Although there is a clear distinction between the so-called ‘‘classical’’ (frequency domain-based) and ‘‘modern’’ (time domain/optimal control) concepts and theories, we do not want/need to invoke these distinctions here. These are matters of the past and of a bygone era! Even today we need to use tools or techniques available easily for analysis and design of systems/control systems. The point is that with the great progress in computing technology (HW memory, speed, HW/SW parallelization) we can easily use any of the classical or modern tools with greater ease and flexibility than we could do two decades ago. And we believe that we need to use Bode diagrams and transfer functions to have the frequency domain feel and interpretation as well as state-space and time-domain analysis for optimization and direct time – history visualization and interpretation of control system performance. Hence, we should use both approaches in an integrated way to achieve the best design with the best performance. We should perhaps call this a hybrid approach rather than classical or modern.
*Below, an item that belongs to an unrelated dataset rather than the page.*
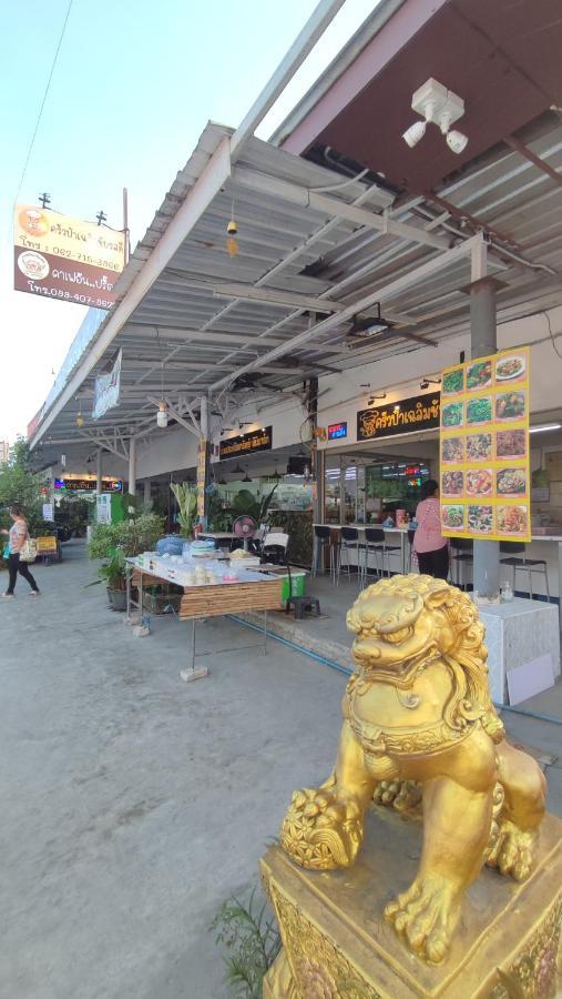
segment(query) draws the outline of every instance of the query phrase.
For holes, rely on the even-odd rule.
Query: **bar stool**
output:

Also, since even this hybrid approach would further be augmented using ‘‘soft computing’’ (based on artificial neural networks, fuzzy logic/modeling, genetic algorithms, and approximate reasoning), we would like to consider the entire gamut of control system analysis, design, and validation methods as the ‘‘general theory of control systems.’’ The main reason for this is that we should make recourse to all or several such composite (classical, modern, and soft) approaches and tools for analysis, design, and validation of complex and sophisticated control systems: fly­by-wire aircraft, spacecraft, missiles, UVAs, MAVs, huge powerful computing network systems, and integrated electrical power grids/systems.